The part that made the study click for me had nothing really to do with meditation as a concept. The course did not make anyone smarter in some vague sense.

The effect seems to have gone through a specific channel: less mind-wandering. The students stopped leaving the task. When their attention stayed in the room, more of it was available for the actual work.

I know too much about mind wandering personally. It is a problem that can cost me whole days. I sit down with a clear plan, start researching, never quite land the angle, drift into messages, then a YouTube tab, then a different tab, and look up to find the afternoon gone with nothing finished.

The thing it has in common with the lab is precise: attention slipping off the thing I meant to be doing.

It is also more common than most of us admit. A 2010 study by Harvard psychologists Matthew Killingsworth and Daniel Gilbert sampled people in real time and found we spend almost 47 percent of our waking hours thinking about something other than what we are doing. Their memorable line was that “a human mind is a wandering mind, and a wandering mind is an unhappy mind,” though that is a generalization drawn from correlational data, not a law. The number is the useful part. Roughly half the time, we are somewhere else.

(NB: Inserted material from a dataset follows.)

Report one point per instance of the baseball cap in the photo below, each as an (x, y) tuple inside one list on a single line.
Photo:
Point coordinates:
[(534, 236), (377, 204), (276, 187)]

What this does and doesn’t mean for you

What it does not mean: that a fortnight of breathing exercises will reliably add 16 percentile points to anyone’s test score. This is one study, with a small sample. 

What it might mean is more interesting. The plausible active ingredient is not the incense-and-cushions image of meditation that put me off. It is the trainable skill of noticing when your attention has left and bringing it back. You do not have to believe in mindfulness as a worldview to find that worth a look. I never managed the formal version, and I still got a version of the benefit from a structural fix instead. The point might be the attention, not the method.

If any of this is less interesting than it is personal, if focus has slipped into something that feels more like distress than a productivity quirk, a qualified counsellor or therapist is a far better place to take it than any article.